Tampoco se justifica por su capacidad de convocatoria. Es verdad que se genera cierta cercanía entre espectadores durante la corrida. Las élites y el pueblo convergen en un solo espectáculo y, por lo menos durante la lidia, las diferencias se atenúan. No obstante, y más como hijos de nuestra época, si hay algo claro es que las comunidades no son de suyo benévolas. Basta recordar los grupos que se han configurado en torno a la supremacía de la raza blanca, la homofobia, el antisemitismo, el racismo y la xenofobia. De aquí que —y sin pretender una analogía de fondo— la capacidad de convocatoria tampoco salve las corridas.

No podía faltar el argumento económico para defender las corridas. Pero la racionalidad económica tiene sus límites y en asuntos como éstos termina estando en el lugar equivocado. Por muchos ingresos que produzca, una práctica que viole algún principio debe suspenderse.

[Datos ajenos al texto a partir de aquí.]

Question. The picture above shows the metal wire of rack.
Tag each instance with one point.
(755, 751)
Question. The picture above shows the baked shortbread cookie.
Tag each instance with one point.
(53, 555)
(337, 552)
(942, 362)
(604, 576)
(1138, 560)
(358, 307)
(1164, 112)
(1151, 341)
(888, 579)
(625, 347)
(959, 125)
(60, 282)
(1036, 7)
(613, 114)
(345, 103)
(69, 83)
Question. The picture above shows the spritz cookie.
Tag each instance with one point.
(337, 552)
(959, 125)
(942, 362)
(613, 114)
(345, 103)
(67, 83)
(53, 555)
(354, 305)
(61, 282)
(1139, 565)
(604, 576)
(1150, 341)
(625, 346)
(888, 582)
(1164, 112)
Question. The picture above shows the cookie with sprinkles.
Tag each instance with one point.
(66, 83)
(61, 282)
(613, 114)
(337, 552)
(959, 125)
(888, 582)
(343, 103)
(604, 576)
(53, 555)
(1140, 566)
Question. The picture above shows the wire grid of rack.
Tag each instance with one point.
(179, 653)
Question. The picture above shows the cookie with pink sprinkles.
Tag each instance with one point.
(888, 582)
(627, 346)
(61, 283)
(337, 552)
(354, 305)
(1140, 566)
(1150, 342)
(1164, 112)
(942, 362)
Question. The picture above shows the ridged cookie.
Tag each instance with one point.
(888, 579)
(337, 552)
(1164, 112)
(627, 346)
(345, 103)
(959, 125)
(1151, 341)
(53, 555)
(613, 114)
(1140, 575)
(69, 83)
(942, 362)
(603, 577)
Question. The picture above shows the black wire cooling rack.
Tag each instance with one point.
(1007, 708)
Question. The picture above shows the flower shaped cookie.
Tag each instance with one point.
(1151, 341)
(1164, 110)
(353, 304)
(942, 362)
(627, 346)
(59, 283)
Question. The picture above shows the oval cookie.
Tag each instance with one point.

Con todo, aunque resulten rebatibles los argumentos de siempre para defender las corridas de toros, no quiere ello decir que declararlas por fuera de la ley sea el paso siguiente y lógico. Es importante evaluar si cada vez que se quiere cambiar una práctica, ésta debe hacerse ilegal. Si bien la prohibición es un medio para cambiar costumbres, que serán a su vez las que cambien el orden, esa no es la única ni siempre la mejor forma de impulsar transformaciones. El afán del prohibicionismo ya nos ha traído suficientes problemas como para que no hayamos aprendido de ellos. Y si bien es un atajo para cambiar ciertas maneras de relacionarnos, hay que valorar si puede utilizarse para todos los casos. No se trata del gran comodín. En especial, porque con respecto a la reivindicación de los derechos de los animales es mucho lo que queda por hacerse. Realmente no conviene tomar la última opción cuando las primeras no se han agotado.